Vous avez dit: « Le militantisme n’a jamais été mon fort » ou encore « aucun engagement politique n’épuise une vie ». Pourtant, chacun de vos engagements a été un risque au sens fort, où il a toujours fallu payer quelque chose, mettre en gage, engager son âme pour « cette étrange idée qu’une vérité peut n’être que celle d’un jour », celle du journalisme.
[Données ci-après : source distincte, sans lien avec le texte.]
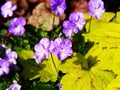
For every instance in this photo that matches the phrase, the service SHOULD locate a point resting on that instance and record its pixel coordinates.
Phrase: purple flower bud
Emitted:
(4, 67)
(42, 50)
(74, 24)
(96, 8)
(59, 86)
(14, 86)
(11, 56)
(17, 26)
(63, 48)
(58, 6)
(7, 9)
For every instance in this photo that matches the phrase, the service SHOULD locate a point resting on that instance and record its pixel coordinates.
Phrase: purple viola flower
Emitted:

Vous avez deux dons : comprendre et raconter, vous les revendiquez. Vos narrations sont toujours une pédagogie de l’actualité. Vos carnets sont comme une éprouvette que vous plongez dans le fleuve de l’actualité pour avoir le temps d’en analyser quelques gouttes, parce que dans la composition de chacune d’elles, il y a peut-être toute la chimie du présent.
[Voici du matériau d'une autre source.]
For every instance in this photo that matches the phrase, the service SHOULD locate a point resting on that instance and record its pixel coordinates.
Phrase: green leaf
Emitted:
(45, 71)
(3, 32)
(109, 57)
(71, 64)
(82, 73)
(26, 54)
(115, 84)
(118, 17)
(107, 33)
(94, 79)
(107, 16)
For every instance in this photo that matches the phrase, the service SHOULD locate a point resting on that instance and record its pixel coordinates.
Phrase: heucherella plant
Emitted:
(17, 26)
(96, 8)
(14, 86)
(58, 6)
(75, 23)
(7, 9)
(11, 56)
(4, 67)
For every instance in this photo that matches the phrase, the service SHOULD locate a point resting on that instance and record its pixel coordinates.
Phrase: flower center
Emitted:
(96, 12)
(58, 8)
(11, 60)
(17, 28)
Mais en même temps, vous contez le présent avec des couleurs de légende, comme s’il appartenait aussi à ceux dont la bouche en a déjà proféré quelque vérité prémonitoire. C’est pour eux aussi que vous témoignez, pour les disparus, les absents, les anges visionnaires et précocement muets, auxquels votre père laissait toujours une place vide à table.
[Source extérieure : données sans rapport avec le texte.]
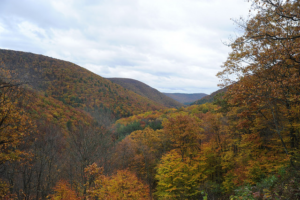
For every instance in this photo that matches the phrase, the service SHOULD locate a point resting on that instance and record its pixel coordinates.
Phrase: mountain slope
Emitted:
(185, 98)
(146, 91)
(74, 85)
(209, 98)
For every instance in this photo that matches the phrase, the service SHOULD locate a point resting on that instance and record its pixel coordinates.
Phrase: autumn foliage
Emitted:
(245, 145)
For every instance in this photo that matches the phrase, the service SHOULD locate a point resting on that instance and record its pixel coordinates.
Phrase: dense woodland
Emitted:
(66, 133)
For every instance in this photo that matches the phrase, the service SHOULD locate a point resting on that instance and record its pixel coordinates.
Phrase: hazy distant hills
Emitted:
(74, 85)
(186, 98)
(209, 98)
(146, 91)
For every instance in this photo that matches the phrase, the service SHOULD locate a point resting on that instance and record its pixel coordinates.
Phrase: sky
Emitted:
(171, 45)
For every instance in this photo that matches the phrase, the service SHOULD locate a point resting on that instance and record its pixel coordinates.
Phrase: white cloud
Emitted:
(172, 45)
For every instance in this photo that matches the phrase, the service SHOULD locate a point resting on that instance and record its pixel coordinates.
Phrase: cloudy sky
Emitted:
(171, 45)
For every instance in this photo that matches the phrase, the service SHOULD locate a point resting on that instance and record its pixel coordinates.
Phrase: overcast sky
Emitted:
(171, 45)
Mais il y a du romanesque dans votre journalisme, dans vos scènes balzaciennes de la vie mondiale. Vous mêlez vos héros littéraires du XIX° siècle aux portraits de vos contemporains, Bourguiba, De Gaulle, Mitterrand, Senghor, Kundera, Malraux, Camus, qui deviennent sous votre plume des figures de roman, tels qu’en eux-mêmes l’éternité les change, tandis que vos héros de fiction, Fabrice Del Dongo, Julien Sorel, Meursault, Mathilde de la Môle, qui a le même prénom que votre sœur et qui était son héroïne préférée, ont des visages si familiers qu’on les verrait presque trinquer avec vous dans un bar.
Ce mélange de littérature et de politique hausse le journalisme à la hauteur des chroniques de Saint Simon. Les gloires sortent de la dorure de l’histoire pour la misère des contingences, mais les amis aux tendres prénoms ont au contraire le panache de demi-dieux immortels. Vos carnets tissent les sentiments infimes aux évènements majeurs, les minutes impalpables aux dates monumentales, les petits chagrins aux grands traumatismes.
Votre élan vers le monde est un retour sur soi, et votre interrogation sur soi une curiosité pour le monde. Chaque matin, on dirait que le sphinx énigmatique de l’actualité vous interpelle dans le miroir où vous vous brossez les dents.
Tout à coup votre mémoire se fixe sur la mèche d’André Malraux, les sourcils de Mendès-France, le menton de Bourguiba, la danse d’Albert Camus, le front de Germaine Tillion, le torse de Jacques Berque, la coupe de cheveux de Jules Roy…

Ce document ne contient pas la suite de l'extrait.